Ce changement est comme les souvenirs gravés avec la vie de l'utilisateur.
Lorsque j'ai demandé pourquoi M. Nakane manipulait les œuvres avec des gants, il a répondu calmement :
"Même l'huile des mains peut changer l'aspect du métal. C'est pourquoi, même en tant que créateur, je ne touche jamais une œuvre finie à mains nues.

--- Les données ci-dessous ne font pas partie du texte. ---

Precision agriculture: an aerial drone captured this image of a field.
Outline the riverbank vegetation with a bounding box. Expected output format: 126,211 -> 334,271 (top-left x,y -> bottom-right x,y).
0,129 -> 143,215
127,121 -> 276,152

Je souhaite que la première personne à toucher l'œuvre finie soit le client."

De ses mains naissent des bouilloires, des bouilloires à café, des luminaires et d'autres objets qui accompagnent la vie quotidienne.
Cependant, on ne peut pas les décrire simplement comme des "outils".
Dans le métal qui devrait être inorganique, la chaleur du créateur est palpable.
Les traces du marteau gravées à la surface sont le témoignage du temps passé à faire face au métal et à interagir avec lui.

Penser à l'utilisateur et l'accompagner dans sa vie.
Cette pensée est contenue dans chaque coup de marteau.
Dehors, le vent caresse les flancs de la montagne, et les feuilles des arbres frémissent légèrement.
Aujourd'hui encore, le son du martelage du métal doit résonner au pied du mont Daimonji.